AI HUB

The AI HUB provides resources and services for machine learning and deep learning tasks at UiO. This page describes the available resources, how to get access to them, how to use them and how to get support in using them.

Available hardware resources

Three servers ml{1,2,3}.hpc.uio.no each with 28 CPU cores, 128 GiB RAM, 4 x NVIDIA RTX 2080 Ti and about 160 GiB local SSD for scratch data (/work) and home directories local to each machine. In addition there is a shared BeeGFS on Demand (Beeond) directory mounted as /shared, this is about 17 TB in size and has good performance, and can be used as scratch storage during work.

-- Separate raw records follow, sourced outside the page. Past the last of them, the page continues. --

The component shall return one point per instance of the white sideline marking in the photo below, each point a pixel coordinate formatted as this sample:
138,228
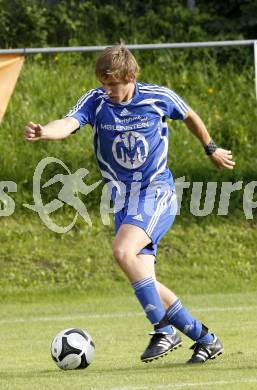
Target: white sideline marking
116,315
181,385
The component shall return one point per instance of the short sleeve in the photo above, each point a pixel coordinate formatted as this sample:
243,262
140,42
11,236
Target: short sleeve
84,110
175,108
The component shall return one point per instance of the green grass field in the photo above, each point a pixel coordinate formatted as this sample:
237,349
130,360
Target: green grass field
119,330
49,282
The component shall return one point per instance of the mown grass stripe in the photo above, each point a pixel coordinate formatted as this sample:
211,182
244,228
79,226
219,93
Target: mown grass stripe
117,315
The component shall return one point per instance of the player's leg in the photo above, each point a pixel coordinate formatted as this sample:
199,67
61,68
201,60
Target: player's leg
207,345
129,241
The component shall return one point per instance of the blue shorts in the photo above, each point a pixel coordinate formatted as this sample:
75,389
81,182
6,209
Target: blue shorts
153,210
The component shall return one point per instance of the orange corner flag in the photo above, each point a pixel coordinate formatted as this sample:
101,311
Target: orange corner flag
10,67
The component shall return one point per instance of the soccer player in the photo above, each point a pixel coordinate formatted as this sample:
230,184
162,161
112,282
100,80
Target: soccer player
131,143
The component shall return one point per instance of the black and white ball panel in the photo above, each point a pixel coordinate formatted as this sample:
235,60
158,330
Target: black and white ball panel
72,349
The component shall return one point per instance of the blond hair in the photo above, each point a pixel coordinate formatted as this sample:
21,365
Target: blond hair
117,62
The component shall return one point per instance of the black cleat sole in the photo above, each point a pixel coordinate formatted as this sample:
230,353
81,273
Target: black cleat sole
161,355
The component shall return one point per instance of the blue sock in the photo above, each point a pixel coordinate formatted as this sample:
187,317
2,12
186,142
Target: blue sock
182,320
149,298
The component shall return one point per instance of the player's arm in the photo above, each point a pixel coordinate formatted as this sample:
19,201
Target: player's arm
221,158
55,130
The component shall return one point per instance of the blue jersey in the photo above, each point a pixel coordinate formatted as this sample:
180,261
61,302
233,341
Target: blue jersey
131,138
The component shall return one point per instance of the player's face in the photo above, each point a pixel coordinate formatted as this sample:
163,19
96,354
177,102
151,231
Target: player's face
118,91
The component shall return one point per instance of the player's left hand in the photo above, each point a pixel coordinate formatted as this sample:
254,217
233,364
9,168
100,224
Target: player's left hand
222,158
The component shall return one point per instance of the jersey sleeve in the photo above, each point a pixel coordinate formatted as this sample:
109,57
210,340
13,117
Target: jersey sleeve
175,106
84,110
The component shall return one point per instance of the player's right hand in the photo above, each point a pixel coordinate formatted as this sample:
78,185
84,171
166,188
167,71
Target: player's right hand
33,132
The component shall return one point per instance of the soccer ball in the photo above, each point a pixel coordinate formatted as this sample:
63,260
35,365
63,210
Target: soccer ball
72,349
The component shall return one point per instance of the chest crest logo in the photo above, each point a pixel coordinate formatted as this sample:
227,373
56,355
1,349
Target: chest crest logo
130,149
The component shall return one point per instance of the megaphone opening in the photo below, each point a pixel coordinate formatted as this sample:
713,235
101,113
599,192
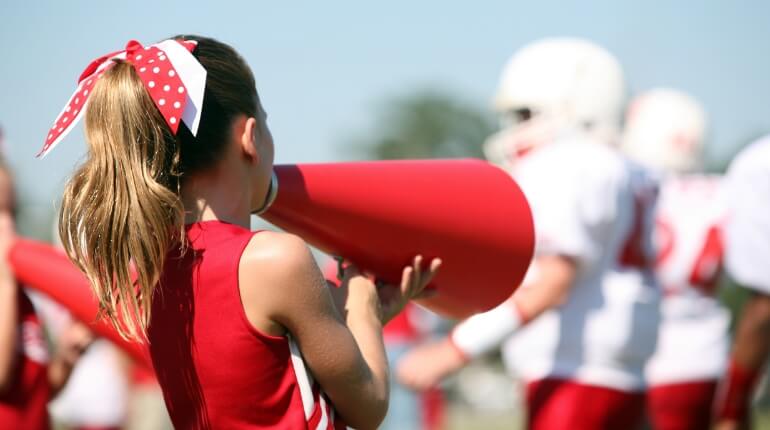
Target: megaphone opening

Note! There is no backup for any of the file systems. Because /work and /home are on a relatively small local disk, we recommend that you only store small data there. Large data should be stored under /shared.

Each GPU provides about 29 TFLOPS performance and 500+ GiB/s memory bandwidth. Hence, the 12 GPUs together provide nearly double the performance of the whole Abel cluster (or 1/3 of Fram). Well, almost as the numbers are with lower precision than what's run on Abel and Fram.

Important note! Consider the servers as a beta/experimental service providing an opportunity to get used to such hardware and the tools for machine learning and deep learning. There is no module system, software is installed system wide with only one version available. Intentionally, there are few restrictions on the use of them currently. Only interactive work with no batch queue system. Thus, we kindly ask everyone to share them with fellow users. We may need to change the usage policy and how the servers are operated based on experiences and needs (e.g., if the AI hub-node project needs these resources).

Feedback on the servers

As this is a beta/experimental service, we're very much interested in learning from you what works well, what not and how we could improve the service. Please, contact us at itf-ai-support@usit.uio.no.

How to get access

Currently (mid Dec 2018), you need an account on Abel. If you don't have one, please see Getting Access.

How to use them

Login from anywhere

ssh ml1.hpc.uio.no
ssh ml2.hpc.uio.no

or

ssh ml3.hpc.uio.no

Please, process data on the local /work/users/YOUR_USERNAME or the shared /shared/users/YOUR_USERNAME. The former filesystem is small (~ 160 GiB for data/code and $HOME). Please, clean up any data not needed.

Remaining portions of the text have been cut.